When debugging an MMU fault, one should start by identifying the fault address. IPC facilitates this by printing out the address on the host during the recovery process. In some cases, this could be the only hint you would need to identify what is going wrong.

If you are running QNX, after an MMU fault occurs, run the 'sloginfo' utility in QNX to observe the output from the IPC resource manager:

****************** IPU-MMU Fault ******************

Jan 01 00:02:57    4    42     0 ****    addr: 0x96000000

Jan 01 00:02:57    4    42     0 ****    TRANSLATIONFAULT

Jan 01 00:02:57    4    42     0 **************************************************

Jan 01 00:02:57    4    42     0 syslink_error_cb: Received Error Callback for IPU1 : MMU Fault

Jan 01 00:02:57    4    42     0 syslink_error_cb: Scheduling recovery...

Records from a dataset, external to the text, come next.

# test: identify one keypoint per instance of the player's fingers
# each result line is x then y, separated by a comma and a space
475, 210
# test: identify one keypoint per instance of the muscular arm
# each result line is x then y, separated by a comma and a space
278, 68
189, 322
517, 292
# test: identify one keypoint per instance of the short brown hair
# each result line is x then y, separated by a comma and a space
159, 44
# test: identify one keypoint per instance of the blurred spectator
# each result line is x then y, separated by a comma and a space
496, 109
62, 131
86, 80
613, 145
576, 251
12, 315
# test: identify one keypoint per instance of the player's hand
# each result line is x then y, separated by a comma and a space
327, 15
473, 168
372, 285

The address shown in the trace is the invalid virtual address accessed by the slave core.

On Linux, you should be able to obtain a similar message by running the 'dmesg' utility.

Halt the code when the fault happens[edit]

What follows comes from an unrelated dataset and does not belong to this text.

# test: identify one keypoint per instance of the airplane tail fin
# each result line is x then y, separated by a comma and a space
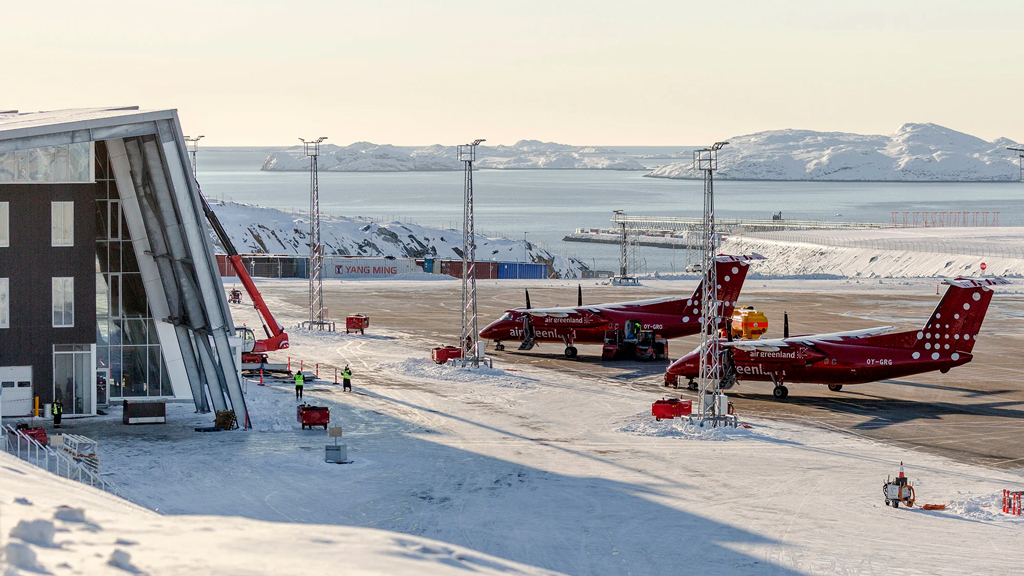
955, 322
731, 272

If the fault address is always the same, you can pre-map the location with some unused physical memory and setup CCS to halt upon access of the given address location. This is helpful so that you can take a look at the call stack, register values and memory contents. The procedure below illustrates what can be done on DSP1 of a DRA7xx device, but similar steps can be performed on other cores and other devices as well.

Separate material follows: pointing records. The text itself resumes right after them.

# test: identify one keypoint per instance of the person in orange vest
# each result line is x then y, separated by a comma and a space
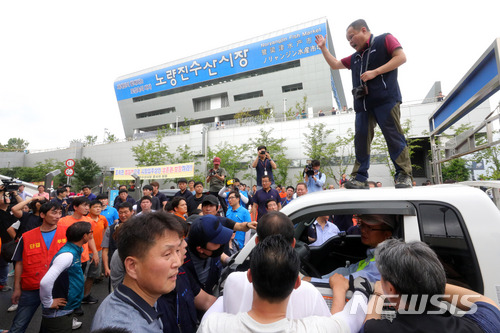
33, 256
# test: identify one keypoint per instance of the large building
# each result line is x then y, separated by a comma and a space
272, 72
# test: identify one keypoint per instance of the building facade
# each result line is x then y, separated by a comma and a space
270, 73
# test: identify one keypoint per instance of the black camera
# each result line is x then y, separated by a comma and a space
10, 185
360, 91
309, 171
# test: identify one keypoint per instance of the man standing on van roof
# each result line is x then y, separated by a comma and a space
376, 99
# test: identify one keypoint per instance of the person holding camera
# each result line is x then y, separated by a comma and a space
376, 99
313, 177
215, 179
264, 166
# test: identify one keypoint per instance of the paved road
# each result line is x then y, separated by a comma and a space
99, 291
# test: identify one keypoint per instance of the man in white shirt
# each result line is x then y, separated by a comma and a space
305, 300
272, 289
321, 231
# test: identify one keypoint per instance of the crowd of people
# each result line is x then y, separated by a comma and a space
170, 260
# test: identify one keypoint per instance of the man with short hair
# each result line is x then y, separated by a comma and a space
375, 228
206, 240
261, 196
377, 99
110, 213
271, 295
147, 191
123, 196
413, 278
146, 205
315, 180
156, 192
22, 193
263, 165
321, 231
125, 212
198, 195
305, 301
87, 193
37, 245
185, 193
301, 189
290, 191
238, 214
150, 247
41, 192
61, 198
61, 289
99, 226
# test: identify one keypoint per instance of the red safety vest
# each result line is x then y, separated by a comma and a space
36, 257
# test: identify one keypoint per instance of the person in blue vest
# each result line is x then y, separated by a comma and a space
376, 99
61, 289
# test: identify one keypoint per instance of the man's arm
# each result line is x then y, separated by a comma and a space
398, 58
330, 59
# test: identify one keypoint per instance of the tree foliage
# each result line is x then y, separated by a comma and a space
152, 151
15, 144
86, 170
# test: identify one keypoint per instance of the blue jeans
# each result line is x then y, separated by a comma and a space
4, 271
28, 304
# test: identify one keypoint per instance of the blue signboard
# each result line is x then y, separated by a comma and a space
273, 51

First, identify a 4KB aligned, unused area in the physical memory map that you can use. For sake of illustration, let's assume the 4KB starting at address 0xBA300000 is available and not used by any core in your program.

Before the fault happens -- possibly right after loading the slave core with IPC -- connect to the Debug DAP in CCS (Right-click in the Debug Window, and select 'Show all cores' to make it visible if it is hidden). The Debug DAP gives access to the physical memory as a whole. Bring up the Memory Window to inspect the MMU registers at 0x40D01000. Program up the MMU to map some unused memory to the fault address location by modifying the MMU registers to their corresponding values:

  • MMU0 CAM (0x40D01058): 0x9600000E (Change the most significant 20 bits here to match your fault address. So it'd be 96000 if your fault address is 0x96000010 for example)
  • MMU0 RAM (0x40D0105C): 0xBA300000 (Change the most significant 20 bits here to match an unused 4KB physical region in the memory map)
  • MMU0 Lock (0x40D01050): 0x00000400
  • MMU0 LD (0x40D01054): 0x00000001

If the fault happens on a data access[edit]

Connect to the DSP with CCS. Add a hardware watchpoint on the fault address:

  • Right-click the Breakpoints window, select Hardware Watchpoint in the Breakpoint menu.
  • Fill in the fault address location and choose memory access type. If you need both read and write accesses you can create a watchpoint for each type.

Let the program (both on the slave(s) and the host) run until the watchpoint is hit. You should have full access to the call stack, memory, and registers at that point.

If the fault happens on an instruction fetch[edit]

Make sure that the unused area specified by the MMU RAM register is zero-ed out (instruction of 0 is a NOP on the DSP). You can do this through the Debug DAP. E.g. for a fault address of 0x96000010, set physical location 0xBA300010 to 0.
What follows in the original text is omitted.